Overall, 2015 earnings would be 11 times worse than was the case in 2014, when it reported a loss of R158-million.

But O’Flaherty nevertheless, argued that the various elements of the survival package were beginning to come together, offering a “glimmer of hope” for the company.

MORE PROTECTION

The group had already secured 10% duty protection on some steel products and expected the International Trade Administration Commission of South Africa to have approved protection across all domestically produced steel grades by the end of November.

But he stressed that in the context of rising “unfair” imports from China, work was under way on various antidumping and safeguard applications, in a bid to raise protection on certain products by upwards of 40%.

Due process would be followed, but AMSA was confident that the additional protection could be implemented, possibly by way of provisional safeguard duties, by the end of March. However, O’Flaherty admitted that this remained an area of risk to the package.
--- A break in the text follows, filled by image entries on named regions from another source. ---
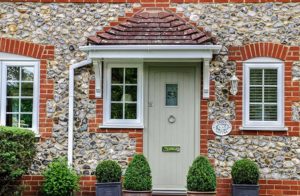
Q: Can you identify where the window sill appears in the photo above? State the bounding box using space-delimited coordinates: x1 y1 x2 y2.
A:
240 127 288 131
99 124 144 129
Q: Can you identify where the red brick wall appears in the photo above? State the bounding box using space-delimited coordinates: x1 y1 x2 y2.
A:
217 178 300 196
0 37 54 140
22 176 300 196
0 0 299 4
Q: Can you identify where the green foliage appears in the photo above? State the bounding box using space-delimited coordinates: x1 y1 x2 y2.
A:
187 156 217 192
43 158 79 196
231 159 259 184
124 154 152 191
0 126 36 195
96 160 122 183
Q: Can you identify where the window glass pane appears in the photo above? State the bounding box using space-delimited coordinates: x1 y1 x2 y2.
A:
125 68 137 84
111 85 123 101
21 99 33 112
125 86 137 101
7 82 19 96
7 66 20 81
125 103 136 119
249 104 262 121
111 68 124 84
20 114 32 128
264 69 277 85
250 87 262 103
166 84 178 106
264 87 277 103
250 69 263 85
22 67 34 81
6 99 19 112
21 82 33 96
6 114 19 127
110 103 123 119
264 105 277 121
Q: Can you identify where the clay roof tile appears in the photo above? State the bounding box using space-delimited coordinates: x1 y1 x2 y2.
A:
88 9 214 45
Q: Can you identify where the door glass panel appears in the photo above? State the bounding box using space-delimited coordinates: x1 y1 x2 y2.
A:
166 84 178 106
125 103 136 119
6 114 19 127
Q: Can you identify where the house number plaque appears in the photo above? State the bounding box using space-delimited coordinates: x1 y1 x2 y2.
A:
212 119 232 136
161 146 180 152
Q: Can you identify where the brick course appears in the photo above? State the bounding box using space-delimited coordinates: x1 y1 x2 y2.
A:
22 176 300 196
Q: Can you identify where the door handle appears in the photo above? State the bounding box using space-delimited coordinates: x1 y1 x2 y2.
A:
168 115 176 124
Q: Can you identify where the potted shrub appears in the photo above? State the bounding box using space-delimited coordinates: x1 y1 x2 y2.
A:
123 154 152 196
0 126 36 195
42 158 80 196
96 160 122 196
231 159 259 196
187 156 217 196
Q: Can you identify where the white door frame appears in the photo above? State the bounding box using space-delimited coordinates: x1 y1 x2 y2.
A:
143 60 202 161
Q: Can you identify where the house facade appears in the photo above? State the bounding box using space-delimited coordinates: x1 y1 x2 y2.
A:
0 0 300 196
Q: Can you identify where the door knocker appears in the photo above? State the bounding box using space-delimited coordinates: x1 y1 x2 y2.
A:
168 115 176 124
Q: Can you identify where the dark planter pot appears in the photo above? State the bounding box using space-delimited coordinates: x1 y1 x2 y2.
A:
187 191 217 196
232 184 259 196
96 182 122 196
123 190 152 196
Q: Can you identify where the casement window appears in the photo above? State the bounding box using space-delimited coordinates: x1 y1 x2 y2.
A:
243 58 284 130
103 63 143 128
0 60 39 133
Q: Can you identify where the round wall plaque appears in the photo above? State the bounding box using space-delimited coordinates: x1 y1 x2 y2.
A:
212 119 232 136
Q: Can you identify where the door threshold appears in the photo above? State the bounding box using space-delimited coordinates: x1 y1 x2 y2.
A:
152 190 186 196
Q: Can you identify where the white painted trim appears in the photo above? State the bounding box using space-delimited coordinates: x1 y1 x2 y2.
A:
68 59 92 165
93 60 103 98
79 45 222 52
80 45 222 59
0 52 39 61
0 58 40 135
244 57 283 63
100 61 143 128
240 57 285 130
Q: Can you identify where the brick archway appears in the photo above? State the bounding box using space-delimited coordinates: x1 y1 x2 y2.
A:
229 42 299 61
0 38 54 138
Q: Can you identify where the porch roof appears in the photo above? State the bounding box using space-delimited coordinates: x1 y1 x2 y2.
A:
88 8 214 45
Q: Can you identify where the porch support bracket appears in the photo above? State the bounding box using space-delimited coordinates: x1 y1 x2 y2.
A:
202 59 211 99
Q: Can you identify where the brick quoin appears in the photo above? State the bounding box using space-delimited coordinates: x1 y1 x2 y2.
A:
0 37 54 140
0 0 300 3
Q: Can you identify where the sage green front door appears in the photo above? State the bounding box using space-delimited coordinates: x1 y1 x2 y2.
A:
148 64 200 191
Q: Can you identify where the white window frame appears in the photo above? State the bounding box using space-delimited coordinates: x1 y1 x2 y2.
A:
241 57 286 131
0 57 40 135
100 61 143 128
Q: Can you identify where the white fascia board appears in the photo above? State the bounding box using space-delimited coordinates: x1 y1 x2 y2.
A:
80 45 222 59
0 52 39 61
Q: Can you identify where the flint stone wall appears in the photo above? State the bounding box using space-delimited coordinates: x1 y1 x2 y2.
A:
0 2 300 175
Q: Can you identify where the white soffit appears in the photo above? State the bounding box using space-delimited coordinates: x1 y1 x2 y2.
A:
80 45 222 59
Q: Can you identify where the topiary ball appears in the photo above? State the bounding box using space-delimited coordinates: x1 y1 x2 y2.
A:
187 156 217 192
231 159 259 184
96 160 122 183
124 154 152 191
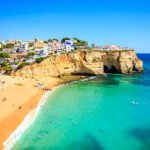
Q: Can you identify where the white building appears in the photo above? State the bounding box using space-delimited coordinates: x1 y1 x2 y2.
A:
14 42 28 53
64 40 74 52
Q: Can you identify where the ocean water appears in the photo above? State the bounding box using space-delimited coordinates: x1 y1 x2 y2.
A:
13 54 150 150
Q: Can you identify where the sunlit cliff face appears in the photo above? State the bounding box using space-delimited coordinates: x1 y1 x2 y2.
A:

Progress had also been made in negotiations with government on the so-called “fair pricing model”, whereby AMSA would agree to cap its margins at a ‘reasonable return’ level for a period of five year in return for protection.

Government was also seriously considering removing the clause in its localisation stipulations for certain ‘designated’ products, such as locomotives, power lines and buses, specifically excluding local-content credit for domestically procured steel.

Progress was also being made on a proposed 23% black economic-empowerment transaction, with five potential partners having been shortlisted. AMSA was aiming to conclude the transaction, which had been modelled in the Northam Platinum deal, by February, which could inject a further R1.5-billion to R2-billion into the company.

O’Flaherty would be hosting “town hall” meetings with staff in the coming days to outline the implications of the decision to shut the Vereeniging Works Melt Shop and to offer assurances that there were not plans to retrench workers at its Vanderbijlpark, Newcastle and Saldanha sites.

“There is just no ways, personally and as a company, and living in the Vaal Triangle that you are going to retrench people – there is just no way I’m doing that,” he said, adding that it would also not have received the support it was from government had it pursued retrenchments as part of its survival programme.

RIGHTS ISSUE RATIONALE

In fact, he said the rights issues plan had followed a thorough footprint review of its Vanderbijlpark Works, after which it was concluded that it would be counterproductive to scale back operations as initially considered.

“We have always spoken about cost reduction and we are absolutely doing that. We looked at potentially right-sizing Vanderbijlpark, [but] you can’t – you run it full with all its assets, or you shut it. There is no 70% solution, there is no 60% solution and we believe that we can do it.”

But having moved from a net cash position of R8-billion in 2009, to net debt of R5-billion, the rights issue option had found favour over an international bond issuance following a cost/benefit analysis.

“We have literally got a shelf application ready to go. But in current market conditions with a balance sheet so weak . . . you are going to land up paying 13% interest and that’s just ridiculous – doing the rights offer is the only way.”

AMSA aimed to complete the rights issue in January and use the process to pay debt, fund capital investments and create the basis for the raising of additional debt.